With the upcoming space missions and surveys, detailed analysis of exoplanets and their host stars can be very time-consuming. This motivated us to use machine learning to automate this process in an accurate and precise manner.
What it does
Our AI algorithm predicts the physical properties of an exoplanet, such as its rotational period, using its transit light-curves.
How we built it
We used Python in all parts of our codings. At first, we generated several synthetic light-curves and created a large training dataset. Then we created a model using our training set via the Convolutional Neural Network (CNN) technique. Finally, we checked the performance of our algorithm using both the synthetic data and the real data from the Kepler mission in a test set.
Challenges we ran into
The biggest challenge for us was the preprocessing step of our data. We had to create a homogeneous synthetic dataset and then we had to make the real data compatible with that.

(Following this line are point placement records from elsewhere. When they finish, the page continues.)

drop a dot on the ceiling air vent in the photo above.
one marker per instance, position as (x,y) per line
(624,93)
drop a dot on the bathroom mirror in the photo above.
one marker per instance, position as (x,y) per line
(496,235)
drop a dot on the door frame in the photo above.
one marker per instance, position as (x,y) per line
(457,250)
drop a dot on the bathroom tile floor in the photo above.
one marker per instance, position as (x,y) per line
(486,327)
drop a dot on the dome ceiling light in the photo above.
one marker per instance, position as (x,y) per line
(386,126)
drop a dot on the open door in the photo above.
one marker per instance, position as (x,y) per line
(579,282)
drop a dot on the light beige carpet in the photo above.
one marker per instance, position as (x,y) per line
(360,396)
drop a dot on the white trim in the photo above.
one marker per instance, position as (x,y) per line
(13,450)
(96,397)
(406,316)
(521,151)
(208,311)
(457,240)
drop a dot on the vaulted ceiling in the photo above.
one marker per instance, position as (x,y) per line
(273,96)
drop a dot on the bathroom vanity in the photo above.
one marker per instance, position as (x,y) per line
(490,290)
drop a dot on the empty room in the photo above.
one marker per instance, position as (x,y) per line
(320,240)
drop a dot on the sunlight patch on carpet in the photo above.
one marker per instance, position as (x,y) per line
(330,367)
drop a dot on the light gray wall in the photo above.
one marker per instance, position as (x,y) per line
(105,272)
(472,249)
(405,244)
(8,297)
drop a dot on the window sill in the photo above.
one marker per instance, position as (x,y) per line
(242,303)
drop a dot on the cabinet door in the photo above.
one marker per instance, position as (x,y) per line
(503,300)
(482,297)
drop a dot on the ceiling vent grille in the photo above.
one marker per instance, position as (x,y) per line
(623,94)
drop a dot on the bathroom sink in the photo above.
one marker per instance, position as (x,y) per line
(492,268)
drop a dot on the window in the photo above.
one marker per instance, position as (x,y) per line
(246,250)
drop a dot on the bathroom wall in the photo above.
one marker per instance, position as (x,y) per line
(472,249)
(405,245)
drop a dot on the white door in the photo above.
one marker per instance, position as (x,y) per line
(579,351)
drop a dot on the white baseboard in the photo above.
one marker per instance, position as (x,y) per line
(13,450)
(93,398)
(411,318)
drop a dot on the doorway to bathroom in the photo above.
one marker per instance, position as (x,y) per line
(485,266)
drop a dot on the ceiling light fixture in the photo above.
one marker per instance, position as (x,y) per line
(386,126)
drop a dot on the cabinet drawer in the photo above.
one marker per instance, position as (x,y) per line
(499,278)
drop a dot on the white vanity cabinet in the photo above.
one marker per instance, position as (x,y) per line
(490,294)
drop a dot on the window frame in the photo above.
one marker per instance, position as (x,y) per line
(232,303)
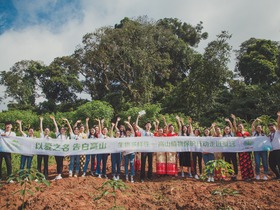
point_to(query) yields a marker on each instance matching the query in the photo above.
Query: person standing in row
(274, 156)
(45, 135)
(7, 155)
(59, 159)
(144, 155)
(245, 160)
(25, 159)
(257, 131)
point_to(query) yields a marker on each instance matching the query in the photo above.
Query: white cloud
(46, 40)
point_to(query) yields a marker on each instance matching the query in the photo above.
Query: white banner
(58, 147)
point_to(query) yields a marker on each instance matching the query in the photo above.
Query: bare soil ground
(160, 193)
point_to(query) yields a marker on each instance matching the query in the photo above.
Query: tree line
(141, 62)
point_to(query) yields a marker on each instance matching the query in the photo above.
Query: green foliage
(95, 109)
(29, 180)
(224, 168)
(258, 61)
(223, 192)
(111, 187)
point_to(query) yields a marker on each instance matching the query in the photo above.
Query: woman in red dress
(171, 157)
(245, 161)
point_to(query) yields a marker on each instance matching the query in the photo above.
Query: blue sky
(45, 29)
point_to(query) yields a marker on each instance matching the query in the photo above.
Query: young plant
(111, 187)
(224, 169)
(28, 180)
(225, 192)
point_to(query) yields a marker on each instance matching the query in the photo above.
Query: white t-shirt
(276, 141)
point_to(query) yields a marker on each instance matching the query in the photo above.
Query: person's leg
(8, 160)
(200, 162)
(143, 165)
(1, 159)
(150, 165)
(126, 162)
(22, 161)
(46, 165)
(39, 163)
(77, 159)
(92, 163)
(118, 162)
(257, 162)
(86, 164)
(71, 165)
(194, 155)
(98, 165)
(104, 164)
(273, 163)
(132, 168)
(113, 161)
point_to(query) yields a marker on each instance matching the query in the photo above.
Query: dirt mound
(160, 193)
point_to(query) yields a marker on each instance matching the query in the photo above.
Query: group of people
(166, 162)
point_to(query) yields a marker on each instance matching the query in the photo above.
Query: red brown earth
(160, 193)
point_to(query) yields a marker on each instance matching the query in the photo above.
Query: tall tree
(137, 61)
(257, 61)
(22, 84)
(60, 83)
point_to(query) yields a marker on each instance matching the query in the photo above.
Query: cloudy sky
(46, 29)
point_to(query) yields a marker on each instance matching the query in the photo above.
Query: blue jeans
(116, 163)
(88, 157)
(27, 159)
(74, 158)
(129, 158)
(206, 158)
(103, 158)
(258, 155)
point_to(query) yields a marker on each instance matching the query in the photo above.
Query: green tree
(136, 62)
(60, 84)
(257, 62)
(22, 84)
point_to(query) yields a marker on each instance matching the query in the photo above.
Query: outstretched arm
(55, 124)
(117, 123)
(87, 127)
(19, 122)
(68, 124)
(234, 122)
(190, 124)
(278, 120)
(41, 125)
(230, 125)
(130, 126)
(179, 124)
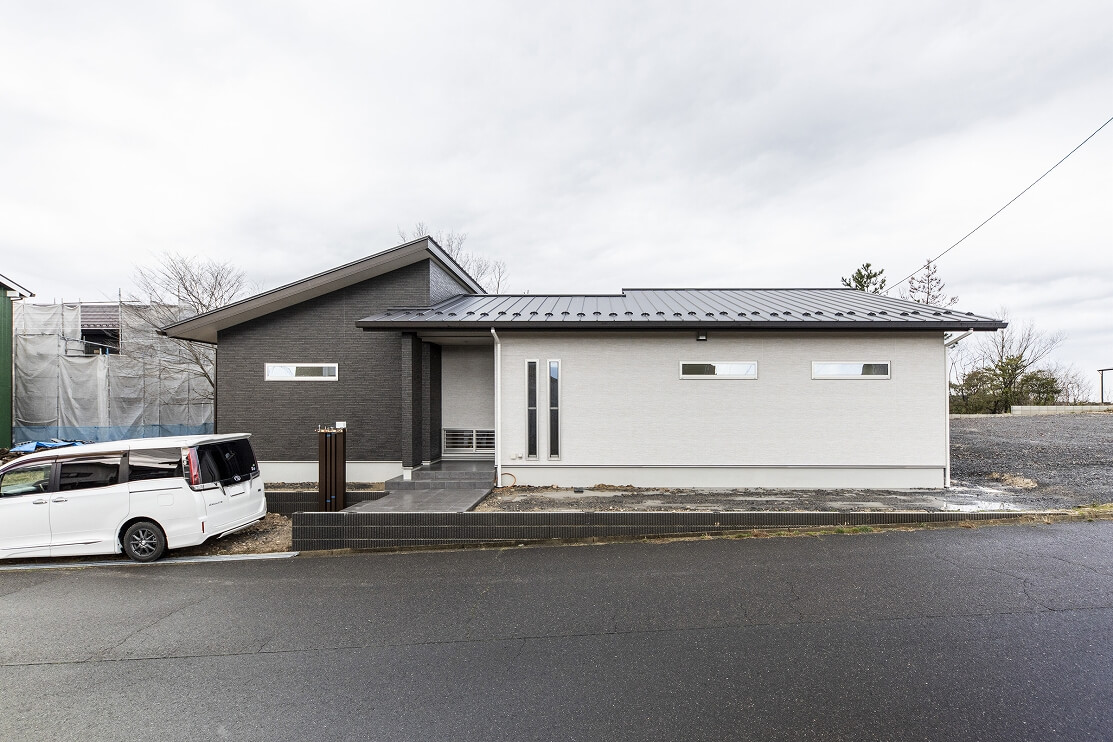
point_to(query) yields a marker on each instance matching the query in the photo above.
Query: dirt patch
(1014, 481)
(312, 486)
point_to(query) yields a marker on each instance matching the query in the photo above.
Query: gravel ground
(1069, 457)
(998, 464)
(274, 533)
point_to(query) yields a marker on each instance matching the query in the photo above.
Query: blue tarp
(101, 434)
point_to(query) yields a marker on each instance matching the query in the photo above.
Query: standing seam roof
(752, 307)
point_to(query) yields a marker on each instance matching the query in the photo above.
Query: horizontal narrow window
(849, 369)
(301, 372)
(718, 369)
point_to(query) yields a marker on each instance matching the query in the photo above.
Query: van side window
(85, 473)
(154, 464)
(28, 480)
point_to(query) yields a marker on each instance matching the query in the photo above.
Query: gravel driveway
(1070, 457)
(1001, 463)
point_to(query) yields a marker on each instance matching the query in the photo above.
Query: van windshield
(227, 462)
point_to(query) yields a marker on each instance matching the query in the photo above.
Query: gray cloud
(591, 145)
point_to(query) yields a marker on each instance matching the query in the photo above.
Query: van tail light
(195, 470)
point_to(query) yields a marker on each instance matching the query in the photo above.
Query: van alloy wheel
(144, 542)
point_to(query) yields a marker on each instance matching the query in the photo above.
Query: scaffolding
(84, 371)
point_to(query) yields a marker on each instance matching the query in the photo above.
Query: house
(825, 387)
(12, 293)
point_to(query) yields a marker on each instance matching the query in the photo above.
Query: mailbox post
(332, 465)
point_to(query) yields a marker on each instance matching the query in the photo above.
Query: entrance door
(468, 401)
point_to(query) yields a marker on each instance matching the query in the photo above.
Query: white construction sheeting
(147, 389)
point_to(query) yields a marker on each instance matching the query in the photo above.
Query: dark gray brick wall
(376, 384)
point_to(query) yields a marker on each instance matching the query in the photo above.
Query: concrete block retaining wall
(1060, 409)
(325, 531)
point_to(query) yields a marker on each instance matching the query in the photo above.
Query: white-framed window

Accomplishments that we're proud of
We used machine learning techniques to estimate multiple physical features of extra-solar systems that host planets. The comparison between our results and the reference results was extremely consistent. In addition, the determination process is approximately %98 faster than the other known techniques that make this work even more unique.
What we learned
We learned about many different aspects of machine learning and coding in this project. In particular the challenges we had, let us find the potential challenges in such works and also helped us learn how to deal with them.
What's next for AI Exo-plorer
We have many plans!! First of all, we believe we can increase the number of features our AI Exo-plorer predicts. For example, we can add the other physical properties of the host star and see if our algorithm can find a correlation between the data and these newly added features.
We also are planning to apply the AI Exo-plorer on a wider range of real light-curves from the TESS mission.